Tubob: Two Years in West Africa with the Peace Corps
So many times over the years I have thought to write about this fascinating, but often frustrating experience. Finally, the time seemed right and once I started, the words flowed–I could barely keep up. I had as research material all the letters we’d written home to our families. Reading those letters served as journals as we shared our day-to-day experiences. As I read the letters, I relived our experiences, could feel the heat, could appreciate our good friends among the Gambians and expatriates, could feel myself getting anxious about getting the job done despite all the obstacles.
Arriving in The Gambia, West Africa, a life-long dream begins to unfold. So does sweltering heat, droves of mosquitoes and flies, and a myriad of situations for which Mary and Bruce Trimble are unprepared. As newlyweds, they are told the Peace Corps experience can either break or make a marriage. They slog through training, learn a tribal language, begin their introduction to cultural differences, and wonder about the work they will be doing for the next two years. Africans call them “Tubobs,” strangers, and everywhere they turn, their strangeness becomes apparent. It’s a daily struggle to fit in, to feel “at home,” and to make a difference in a country so vastly unlike America.
Finally, on their own, 250 miles upriver from the capitol city, they find their niche; Mary as a record-keeper at a small bush hospital and Bruce as a mechanical advisor for a well-digging project. Living in The Gambia is an incongruous experience blending ancient and modern. Humor is abundant, but so is misery. The couple form deep friendships among the Gambians, other Peace Corps volunteers and with expatriates from other helping agencies.
Near the end of their two-year term, the Trimbles find themselves caught up in a violent coup and seek refuge in an unfamiliar house with 116 other people.
Tubob: Two Years in West Africa with the Peace Corps is a memoir. It’s true, the Peace Corps can break a marriage or make it a lasting commitment to friendship, support and adventure.
Sights and sounds of The Gambia
What others are saying about Tubob: Two Years in West Africa with the Peace Corps:
”Not many award-winning American novelists respond with a smile of recognition when referred to as “tubob.” Mary E. Trimble views this as such a treasured term she titles her new book, a memoir, Tubob: Two Years in West Africa with the Peace Corps.

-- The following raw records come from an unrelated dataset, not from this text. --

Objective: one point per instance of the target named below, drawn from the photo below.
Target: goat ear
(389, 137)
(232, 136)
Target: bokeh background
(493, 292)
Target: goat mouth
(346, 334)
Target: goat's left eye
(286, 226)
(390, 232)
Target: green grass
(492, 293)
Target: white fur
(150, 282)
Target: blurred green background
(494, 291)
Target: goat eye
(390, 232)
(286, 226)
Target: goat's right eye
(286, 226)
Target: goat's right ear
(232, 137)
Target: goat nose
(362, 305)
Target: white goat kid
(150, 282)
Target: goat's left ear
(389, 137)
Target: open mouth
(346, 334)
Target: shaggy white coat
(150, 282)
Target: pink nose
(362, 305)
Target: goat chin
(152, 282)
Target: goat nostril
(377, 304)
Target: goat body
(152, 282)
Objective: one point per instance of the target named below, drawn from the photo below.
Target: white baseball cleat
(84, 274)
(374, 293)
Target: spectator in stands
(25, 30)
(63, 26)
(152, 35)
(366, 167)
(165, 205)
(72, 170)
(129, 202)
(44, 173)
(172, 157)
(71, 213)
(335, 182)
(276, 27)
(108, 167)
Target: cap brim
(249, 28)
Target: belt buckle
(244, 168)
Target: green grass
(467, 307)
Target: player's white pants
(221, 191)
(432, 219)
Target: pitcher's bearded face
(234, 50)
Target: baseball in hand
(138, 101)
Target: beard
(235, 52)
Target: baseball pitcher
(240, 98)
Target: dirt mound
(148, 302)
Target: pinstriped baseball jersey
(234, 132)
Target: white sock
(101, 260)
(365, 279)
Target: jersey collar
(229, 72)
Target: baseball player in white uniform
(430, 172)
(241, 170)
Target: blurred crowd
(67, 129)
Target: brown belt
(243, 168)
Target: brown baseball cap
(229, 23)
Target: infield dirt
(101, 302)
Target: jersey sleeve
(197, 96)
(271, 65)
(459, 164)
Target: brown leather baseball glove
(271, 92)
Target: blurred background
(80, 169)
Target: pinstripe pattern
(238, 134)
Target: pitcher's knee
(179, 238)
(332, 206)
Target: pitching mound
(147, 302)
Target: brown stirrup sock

”A couple of tubobs is what they were, Mary and her husband, Bruce, during the two years they spent in The Gambia. Mary kept records in a health center; Bruce supervised a well-digging project: learning experiences for both. What makes Tubob an engrossing read, however, is watching people meeting people. Mary shares the stories and Bruce the photographs in this fascinating, fast-paced memoir.”
— Gloria MacKay, author of Chalk Dustings
”Select the right place on the planet, and you can have it all – throbbing tribal drums, heat like a wood-fired oven, incoming mortar rounds. Mary E. Trimble discovered such a place in The Gambia, West Africa, where she and her husband, Bruce, served two fascinating, frustrating years with the American Peace Corps. Tubob is their story.
”Trimble introduces us to the remarkably resourceful people of this sweltering, impoverished country. She whisks us inside the house of horrors that was the Gambian hospital where she worked. And she candidly shares with us her insider’s view of the Peace Corps in this struggling land, which can be quite a revelation. Trimble, an accomplished novelist, turns her skillful hand to a true story with this personal memoir. You’ll be glad you read her book.”
— Robert H. Mottram, author of In Search of America’s Heartbeat
”Tubob: Two Years in West Africa with the Peace Corps is a true story of immense beauty, love, and frustration. . . . From page one, I was captivated and anxiously followed this unforgettable journey.”